Reading back on this, it all sounds a bit grim; but actually you are forced to grow up quickly in this environment; you learn to be a survivor and think on your feet. Over the years, I have looked back and thought it was all a bit reminiscent of “Lord of the Flies,” since we were basically children raising ourselves on an unusual island of life; but at least no one got eaten — in the literal sense.
Fortunately, it was a mixed boarding school, so that made for a bit of fun with all these pre-pubescent girls. I do recall sneaking over to the boys’ dorms one night with a few others and causing a ruckus. Luckily, we were not caught, or I’d likely still be in detention. There was also a lot of cider-drinking and kissing boys went on of an evening on the Avenue or on the school playing fields. Lots of notes got passed during class and the school dances were legendary for the start of new flings.
Sports days were fun — sometimes — as were tennis and hockey matches. Mealtimes could be a trial. Walking into the huge dining hall and looking to see if there was a place to sit with your peers that might work. Sometimes the food was so disgusting, you just ate the bread and jam, but at least there was that and constant vats of tea.

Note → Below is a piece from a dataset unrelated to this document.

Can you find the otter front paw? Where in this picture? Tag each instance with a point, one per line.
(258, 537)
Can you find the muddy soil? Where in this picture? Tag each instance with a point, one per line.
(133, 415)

I recall the midnight feasts we had and the pillow fights. The shadow of our housemistress “Baggage” (Ms. Marriage) would come flying through the dorm door, yelling “Who’s talking in here?” We would wait in the dark silence and see who would own up. She was a formidable leader that one. Terrifying. Her beaky silhouette is forever imprinted on my psyche.
Valentine’s Day was agony — they would distribute the Valentine’s cards at teatime, I think, and everyone would see who the popular people were. The regular ones among us would just sink down on the benches and wish it to all be over with. Or we’d creak our necks around the melee and see if our crush of the moment had received the card from us, while we desperately attempted not to blush.
Sometimes we would fall out with our besties and we would ignore them for a while. We’d hang out with other people and still be looking for them all over. It could be a strange and unsettling time when these differences occurred, since we were not emotionally equipped to deal with this by ourselves. The daily post was very important to us and letters from home were cherished. It felt like a lifeline with the outside world that would keep us sane in some ways.
I remember the flu epidemic when we all got sent home and how happy I was for that. My parents were always so lovely when I came home, made me all my favorite foods and let me sleep in for hours. That did not help with the return visit to school, however.
There was the terrible occasion when one of our dorm mates tried to commit suicide by taking an overdose. We came upon her after lunch. It was a confusing and distressing time. Fortunately, she survived and went on to become a doctor, but I will never forget that feeling of helplessness and bewilderment. “She wanted to kill herself today, but why?” I couldn’t get my head around it.
Since it was a Quaker school, we had “Meeting” every Sunday evening, when we were required to dress up and attend. I have swatches of fabric from my Sunday dresses in my patchwork cushions and quilts that my mother later made. The fabrics of memory are a real thing. Just a glimpse of a Laura Ashley hexagon and I am back in that large hall, looking for someone of interest that I might be able to focus on for an hour, while I refused to let my neighbor start me up with the giggles.
I’m going to dig for more, Charis, and you do the same, please. In all the years since we left our crazy, formative school, I have never really taken the time to examine what it was all about. Our grey matter can certainly handle the increased workout.